All of us have heard over and over that conflict is inevitable within a relationship. The common view is that we must deal with this conflict and learn to work through it. We believe that the essence of this myth is a fallacious assumption. Although well-meaning, this attitude often leads to unnecessary separateness and estrangement between couples. It perpetuates the view that the partners are separate and on different sides. It reinforces differences such as gender and personality, and instead of making those differences something potentially positive, presents them as fixed obstacles to be overcome.
There is a simple and surprisingly powerful way of approaching this that can transform a couple’s experience of problem solving and decision making.
Effectively, each of you is looking for an experience of mutuality, not separateness. This must remain uppermost in your minds at all times.
This can be hard to attain in practice. We are used to conflict being our normal response, but the pattern can be changed by making a different choice. Create a basic format (or ritual, if you will) that you use for problem-solving and decision-making. Start out by speaking out loud to each other that you are on the same side and are looking for a solution together. Hold hands or be in physical contact, and each of you proclaim that you intend to reach a place of mutual agreement.
Every time you feel yourself losing contact with your partner and getting defensive or argumentative, remember that you are in this together, and return to the emotional connection you committed to at the start.

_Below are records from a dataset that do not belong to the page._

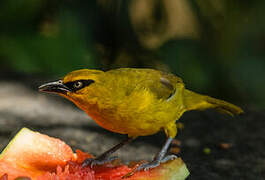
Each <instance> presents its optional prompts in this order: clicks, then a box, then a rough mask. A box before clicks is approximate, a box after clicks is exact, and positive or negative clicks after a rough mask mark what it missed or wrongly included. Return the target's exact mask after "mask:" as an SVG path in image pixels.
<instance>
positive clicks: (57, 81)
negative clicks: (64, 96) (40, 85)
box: [39, 80, 70, 94]
mask: <svg viewBox="0 0 265 180" xmlns="http://www.w3.org/2000/svg"><path fill="white" fill-rule="evenodd" d="M39 91H41V92H48V93H58V94H67V92H69V91H70V89H69V88H68V87H67V86H65V85H64V84H63V82H62V81H61V80H59V81H55V82H50V83H46V84H43V85H41V86H40V87H39Z"/></svg>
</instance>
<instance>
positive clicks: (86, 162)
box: [82, 156, 118, 168]
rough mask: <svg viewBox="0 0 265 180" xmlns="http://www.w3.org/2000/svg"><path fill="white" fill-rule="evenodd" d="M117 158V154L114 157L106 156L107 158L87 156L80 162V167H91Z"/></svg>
mask: <svg viewBox="0 0 265 180" xmlns="http://www.w3.org/2000/svg"><path fill="white" fill-rule="evenodd" d="M116 159H118V157H117V156H114V157H107V158H87V159H85V160H84V161H83V163H82V168H84V167H87V166H90V167H91V168H92V167H93V166H95V165H102V164H105V163H109V162H112V161H114V160H116Z"/></svg>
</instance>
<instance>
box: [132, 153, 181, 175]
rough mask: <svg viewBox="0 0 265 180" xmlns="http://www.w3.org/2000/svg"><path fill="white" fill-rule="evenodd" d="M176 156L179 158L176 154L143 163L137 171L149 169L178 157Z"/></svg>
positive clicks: (172, 159)
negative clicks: (161, 159) (160, 159)
mask: <svg viewBox="0 0 265 180" xmlns="http://www.w3.org/2000/svg"><path fill="white" fill-rule="evenodd" d="M176 158H177V156H175V155H168V156H166V157H164V158H163V159H162V160H160V161H159V160H153V161H151V162H147V163H143V164H141V165H140V166H139V167H137V169H136V171H141V170H144V171H148V170H149V169H153V168H155V167H157V166H159V165H160V164H161V163H165V162H167V161H171V160H173V159H176Z"/></svg>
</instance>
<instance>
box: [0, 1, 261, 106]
mask: <svg viewBox="0 0 265 180" xmlns="http://www.w3.org/2000/svg"><path fill="white" fill-rule="evenodd" d="M264 19H265V1H261V0H252V1H250V0H215V1H212V0H178V1H175V0H160V1H157V0H89V1H81V0H75V1H73V0H64V1H59V0H53V1H51V0H50V1H49V0H23V1H17V0H2V1H0V71H1V73H0V75H1V76H2V78H5V77H9V76H12V77H14V76H15V77H16V76H21V75H22V76H23V75H26V76H32V77H34V76H38V77H39V76H40V77H50V78H51V79H52V78H54V77H57V78H58V77H61V76H63V75H64V74H65V73H67V72H69V71H72V70H75V69H80V68H98V69H103V70H108V69H112V68H117V67H148V68H156V69H160V70H164V71H170V72H173V73H175V74H177V75H178V76H180V77H182V78H183V79H184V82H185V83H186V86H187V87H188V88H190V89H193V90H196V91H198V92H201V93H205V94H209V95H211V96H215V97H217V98H222V99H225V100H229V101H231V102H234V103H237V104H239V105H243V107H244V106H246V105H248V106H252V107H255V108H258V109H264V107H265V80H264V79H265V78H264V77H265V61H264V60H265V20H264Z"/></svg>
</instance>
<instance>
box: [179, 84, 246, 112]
mask: <svg viewBox="0 0 265 180" xmlns="http://www.w3.org/2000/svg"><path fill="white" fill-rule="evenodd" d="M183 101H184V105H185V106H186V110H187V111H189V110H205V109H210V108H213V109H215V110H216V111H218V112H221V113H224V114H229V115H231V116H233V115H236V114H240V113H243V110H242V109H241V108H240V107H238V106H236V105H233V104H231V103H228V102H226V101H223V100H219V99H215V98H212V97H209V96H205V95H200V94H197V93H195V92H192V91H190V90H187V89H185V90H184V99H183Z"/></svg>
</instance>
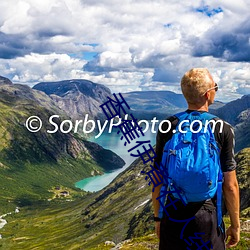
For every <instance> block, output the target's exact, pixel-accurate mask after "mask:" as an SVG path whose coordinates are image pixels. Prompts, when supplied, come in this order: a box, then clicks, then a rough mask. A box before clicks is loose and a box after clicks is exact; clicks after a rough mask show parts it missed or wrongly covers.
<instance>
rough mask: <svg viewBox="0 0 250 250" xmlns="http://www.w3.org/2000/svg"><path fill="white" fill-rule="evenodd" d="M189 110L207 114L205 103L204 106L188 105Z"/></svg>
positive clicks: (199, 105) (207, 106) (191, 104)
mask: <svg viewBox="0 0 250 250" xmlns="http://www.w3.org/2000/svg"><path fill="white" fill-rule="evenodd" d="M188 109H189V110H197V111H207V112H208V104H207V103H205V104H204V105H196V104H191V103H188Z"/></svg>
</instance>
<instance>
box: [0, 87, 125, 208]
mask: <svg viewBox="0 0 250 250" xmlns="http://www.w3.org/2000/svg"><path fill="white" fill-rule="evenodd" d="M54 114H57V115H59V116H60V118H59V119H57V120H55V122H56V124H57V125H58V126H59V125H60V124H61V122H62V120H63V119H66V118H68V116H67V115H66V114H65V113H64V112H63V111H62V110H60V109H58V107H57V106H56V105H55V103H54V101H53V100H52V99H51V98H50V97H49V96H47V95H46V94H45V93H43V92H40V91H37V90H32V89H31V88H29V87H28V86H24V85H18V84H9V83H7V84H3V83H2V84H1V85H0V117H1V119H0V182H1V188H2V190H4V192H3V195H2V196H1V198H0V211H2V209H4V210H5V209H8V207H9V206H15V205H17V204H15V203H16V202H20V200H21V199H24V198H25V197H24V196H26V198H27V197H28V198H27V199H30V200H32V201H37V200H39V199H45V198H48V197H50V196H51V194H49V191H48V190H49V189H51V187H52V186H56V185H63V186H68V187H72V188H74V183H75V182H76V181H79V180H81V179H83V178H85V177H89V176H91V172H94V173H103V172H104V171H105V172H106V171H109V170H113V169H114V168H119V167H122V166H123V165H124V164H125V163H124V161H123V160H122V159H121V158H120V157H119V156H117V155H116V154H114V153H112V152H111V151H110V150H106V149H104V148H102V147H100V146H99V145H96V144H95V143H91V142H87V141H85V140H84V138H82V137H79V135H77V136H76V135H74V134H72V133H62V132H60V130H58V132H56V133H53V134H49V133H48V132H47V130H53V129H54V126H52V125H51V124H50V123H49V117H50V116H51V115H54ZM34 115H35V116H39V117H40V119H41V120H42V122H43V126H42V128H41V130H40V131H39V132H36V133H32V132H30V131H28V130H27V128H26V126H25V123H26V120H27V118H28V117H30V116H34ZM33 125H36V124H35V123H34V124H33ZM104 159H105V160H104ZM8 201H9V202H8Z"/></svg>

Believe a result is possible, even though you can’t see it yet, and that the two of you want to reach it together. Reaffirm to your partner that you want to reach a solution or decision that is good for both of you together.
The way forward is for each person to state what they want in turn. Come from the ‘we’ rather than the ‘you’ (the finger-pointing you), in both thought and choice of language. “How can we find a solution to this issue?” “What is the best decision for us?” The shift in language from the ‘you’ to the ‘we’ has a powerful effect in and of itself. It removes accusations and attacks, and avoids putting the other person on the defensive. No decision or solution works unless it is a mutual one.
Don’t fall off the wagon! If your partner does, don’t join him or her; instead, help them back by remaining committed to a shared solution. This is the point at which you can make a conscious choice to act differently. One small change will cause a different reaction, and the entire discussion can take an alternate path. By refusing to let conflict in, even if it comes from your partner, your response can change the entire tenor of the exchange.
Most of all, it is important to remember that this is not some hard, heavy struggle. This is a dance you are doing together. Make it light and make it joyful.